In der zweiten Hälfte des Jahres 2023 veröffentlichte Deep Genomics „Ein RNA-Grundlagenmodell ermöglicht die Entdeckung von Krankheitsmechanismen und Therapiekandidaten“ und stellte damit sein einzigartiges künstliches Intelligenz-Grundlagenmodell BigRNA vor. BigRNA ist das erste Transformer-Neuralnetzwerk für RNA-Biologie und -Therapeutik mit fast 2 Milliarden anpassbaren Parametern und trainiert anhand von Tausenden von Datensätzen mit 1 Billion genomischen Signalen.Es handelt sich um eine neue Generation von Deep-Learning-KI, die auf eine Vielzahl unterschiedlicher Aufgaben zur Entdeckung von RNA-Therapeutika angewendet werden kann.

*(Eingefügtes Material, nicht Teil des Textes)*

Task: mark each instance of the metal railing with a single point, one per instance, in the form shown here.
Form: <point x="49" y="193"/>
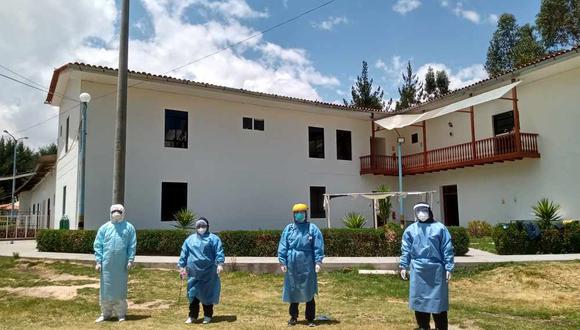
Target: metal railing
<point x="22" y="226"/>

Auch mit Blick auf die Zukunft sind die Anwendungsaussichten von KI in der RNA-Virusforschung recht breit gefächert. Mit der Steigerung der Rechenleistung und der Verbesserung der Algorithmen könnte KI in der Lage sein, größere Datensätze zu verarbeiten und mehr unbekannte Virenpopulationen sowie deren Wirte und Übertragungswege zu identifizieren. Dies wird nicht nur das Verständnis der Menschen für die Rolle von RNA-Viren im Ökosystem vertiefen, sondern auch eine starke Unterstützung für die Prävention und Kontrolle möglicher Epidemien in der Zukunft bieten.

Darüber hinaus deutet die Anwendung künstlicher Intelligenz bei der Impfstoff- und Arzneimittelentwicklung darauf hin, dass den Menschen bald personalisiertere und präzisere medizinische Lösungen zur Verfügung stehen könnten, was neue Hoffnung für die globale öffentliche Gesundheitssicherheit bringt.